Additional strategies for active children
  • Challenge is to find a need to communicate
  • Sabotage and place toys or needed pieces out of reach or out of sight to require child to ask a person to get an item
  • Physical play "turn me upside down"
  • Follow the leader in gross motor activities - leader wears hat or sash
  • Toys that are difficult to manipulate, but result in action "help" or "put it on"
  • Computer play (powerful motivator and multi-sensory feedback)

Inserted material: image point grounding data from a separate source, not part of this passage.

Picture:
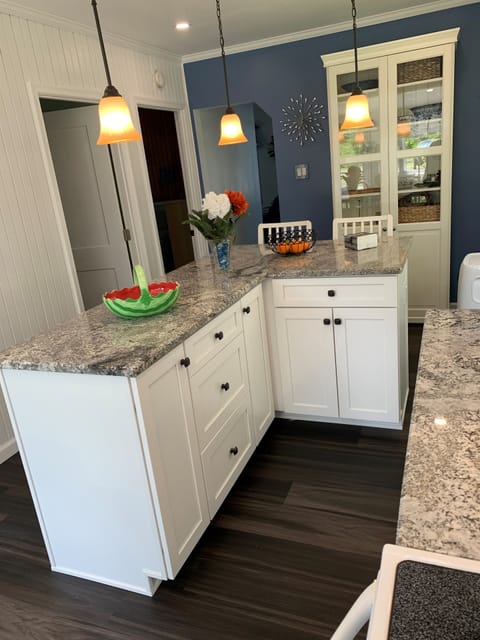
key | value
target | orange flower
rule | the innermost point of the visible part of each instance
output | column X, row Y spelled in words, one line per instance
column 238, row 202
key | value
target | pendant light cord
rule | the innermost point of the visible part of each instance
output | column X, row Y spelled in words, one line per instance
column 354, row 19
column 222, row 47
column 102, row 45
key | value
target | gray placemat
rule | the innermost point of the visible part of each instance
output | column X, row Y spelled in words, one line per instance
column 434, row 603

Emerging Mathematical Concepts
  • Patterns and sequence
  • Sequence of songs, play routines and stories - especially when related to numbers or time of events
  • Receptive: 1.....2.....3...... here it comes!, peek-a- boo, there it goes, etc.
  • Exposure to number rich environment and activities
  • Count everything as part of routines and comment on results. "Lots of kids wore tennis shoes and only one person wore sandals today."
  • Spatial and relational concepts; in, out, up, down, big, small, fast, slow,
Emerging Literacy Skills
  • Sequence of songs, play routines and stories
  • Conventions of print - left/right, lines and curves, lined up horizontally, spaces between words,
  • Exposure to print rich environment
  • Conventions of books - front, back, right side up, left/right, beginning, end
  • Exposure and play opportunities for functional use of print: lists, notes, recipes, letters, email, direction sheets, signs, labels, etc.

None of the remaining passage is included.